Why do you want to conduct a strike vote?
"The strike vote is one of our legal mechanisms and I look at it, the strike vote will tell the world and tell the corporation exactly where the pilots’ mentality is. That we are unified and steadfast in our belief and it’s a vote. The board of directors and we will not strike unless we’re legally allowed to strike. I’ll make that perfectly clear. The association will do and investigate all legal avenues that we have available. One of those legal avenues is the ability to maybe help influence consolidation through whatever airline."
How would you describe your leadership style?
"My method is one of, as my mother says, you’re always the prototypical middle child. I’m always trying to find solutions to things. So I will try to hear both sides of the argument. Our argument is what we’re passionate about which is the value and respect for the skills and experience we bring to the corporation. I understand on the outside that external factors always influence corporations so things have to be adjusted….I think the path is one of trying to listen and from my standpoint to look at the arguments from a logical, objective thought and develop a consensus. We believe the corporation has not been fully engaged up until recently. And whether they are still engaged now because they have the avenue of the 1113, they haven’t reengaged us after the 15th of August…So it’s going to take both sides to have the ability to look at each others argument and try to figure out some common ground. So that’s what I’m hoping to do."
Why do you believe that if the judge rejects your contract that American should implement the last-best-final-offer and not the term sheets filed with the court earlier this year?
"The issue is what do they need to successfully reorganize. And they’ve proven through the negotiation that they were willing, therefore their needs were met, by the terms under the LBFO, the last best final offer. So our position, and I think rightfully so, from a union position, if that’s all you needed and I use this term with my daughter, there’s a difference between a need and a want. And there’s a need that the corporation might have and we recognize some of that and we’re willing to talk about those. The wants are something that we believe border on punitive....We understand there are needs in every negotiation, we have our needs. And we have wants and I understand there’s a difference. And we have to understand where each side is coming from. We can’t impose our wants upon the corporation. They can and that’s where the perception would be one of punitive."

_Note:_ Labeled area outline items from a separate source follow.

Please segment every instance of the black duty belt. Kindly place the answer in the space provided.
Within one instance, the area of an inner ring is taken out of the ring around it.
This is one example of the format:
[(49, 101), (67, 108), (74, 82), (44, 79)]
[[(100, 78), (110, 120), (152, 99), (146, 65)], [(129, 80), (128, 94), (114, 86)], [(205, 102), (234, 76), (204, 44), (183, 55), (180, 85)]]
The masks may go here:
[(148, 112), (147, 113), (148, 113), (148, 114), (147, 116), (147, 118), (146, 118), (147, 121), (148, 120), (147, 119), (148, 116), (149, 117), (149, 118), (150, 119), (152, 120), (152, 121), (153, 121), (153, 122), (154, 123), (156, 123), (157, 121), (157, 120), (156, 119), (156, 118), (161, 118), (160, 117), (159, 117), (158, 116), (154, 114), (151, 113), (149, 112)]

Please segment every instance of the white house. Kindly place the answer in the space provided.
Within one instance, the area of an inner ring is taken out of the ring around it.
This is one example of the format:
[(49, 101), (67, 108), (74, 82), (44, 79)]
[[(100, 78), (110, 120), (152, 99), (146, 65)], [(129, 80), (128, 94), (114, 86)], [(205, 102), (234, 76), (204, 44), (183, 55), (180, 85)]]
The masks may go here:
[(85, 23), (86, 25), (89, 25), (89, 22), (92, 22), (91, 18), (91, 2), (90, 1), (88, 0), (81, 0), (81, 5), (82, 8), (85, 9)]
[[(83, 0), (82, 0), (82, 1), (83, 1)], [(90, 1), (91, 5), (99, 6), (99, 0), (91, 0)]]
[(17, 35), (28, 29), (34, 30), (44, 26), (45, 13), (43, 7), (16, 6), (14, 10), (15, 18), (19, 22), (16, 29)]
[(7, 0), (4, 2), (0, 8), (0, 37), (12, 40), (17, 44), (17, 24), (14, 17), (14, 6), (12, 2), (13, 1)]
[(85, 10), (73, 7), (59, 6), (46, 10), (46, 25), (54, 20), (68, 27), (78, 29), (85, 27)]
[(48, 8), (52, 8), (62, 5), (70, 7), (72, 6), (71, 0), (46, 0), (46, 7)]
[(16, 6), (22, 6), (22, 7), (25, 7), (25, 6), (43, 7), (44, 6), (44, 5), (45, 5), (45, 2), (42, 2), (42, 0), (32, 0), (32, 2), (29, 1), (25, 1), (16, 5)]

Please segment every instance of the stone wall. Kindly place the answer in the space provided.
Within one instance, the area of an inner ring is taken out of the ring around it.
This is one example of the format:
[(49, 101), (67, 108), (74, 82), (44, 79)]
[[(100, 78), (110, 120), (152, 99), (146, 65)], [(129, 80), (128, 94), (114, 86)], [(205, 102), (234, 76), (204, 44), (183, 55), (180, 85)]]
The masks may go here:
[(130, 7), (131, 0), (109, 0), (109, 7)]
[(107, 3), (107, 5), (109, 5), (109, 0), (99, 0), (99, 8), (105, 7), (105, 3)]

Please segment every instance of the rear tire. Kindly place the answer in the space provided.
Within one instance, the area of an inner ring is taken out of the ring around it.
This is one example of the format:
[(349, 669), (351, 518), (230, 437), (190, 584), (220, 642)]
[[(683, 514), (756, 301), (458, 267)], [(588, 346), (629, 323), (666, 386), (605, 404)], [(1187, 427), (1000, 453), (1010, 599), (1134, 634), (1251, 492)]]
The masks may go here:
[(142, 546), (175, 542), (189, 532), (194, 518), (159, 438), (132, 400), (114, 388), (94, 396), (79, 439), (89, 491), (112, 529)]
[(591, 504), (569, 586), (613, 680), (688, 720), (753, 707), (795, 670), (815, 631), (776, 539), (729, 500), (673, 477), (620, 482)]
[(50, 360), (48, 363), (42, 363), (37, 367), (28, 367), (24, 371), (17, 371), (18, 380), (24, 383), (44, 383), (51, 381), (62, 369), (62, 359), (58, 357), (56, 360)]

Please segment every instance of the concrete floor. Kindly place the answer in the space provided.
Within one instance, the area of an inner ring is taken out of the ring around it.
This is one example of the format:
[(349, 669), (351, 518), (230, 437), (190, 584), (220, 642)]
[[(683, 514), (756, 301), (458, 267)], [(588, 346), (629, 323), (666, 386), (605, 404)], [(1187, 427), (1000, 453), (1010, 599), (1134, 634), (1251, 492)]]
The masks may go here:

Do you believe that American can emerge from bankruptcy successfully?
"I think this company will come out as a viable and vibrant company. We hope that the corporation sees that bigger is better in this environment, that to have three major network airlines surviving, we’d like to be one of those survivors. I think that’s important. They’re the management team of the corporation and they’ll make those decisions and hopefully we can reach a consensual agreement and we can then look forward to working with the management of the corporation at that time to ensure it’s a viable and vibrant corporation. Again, the pilots of this association are married to this corporation for the rest of our careers, without question."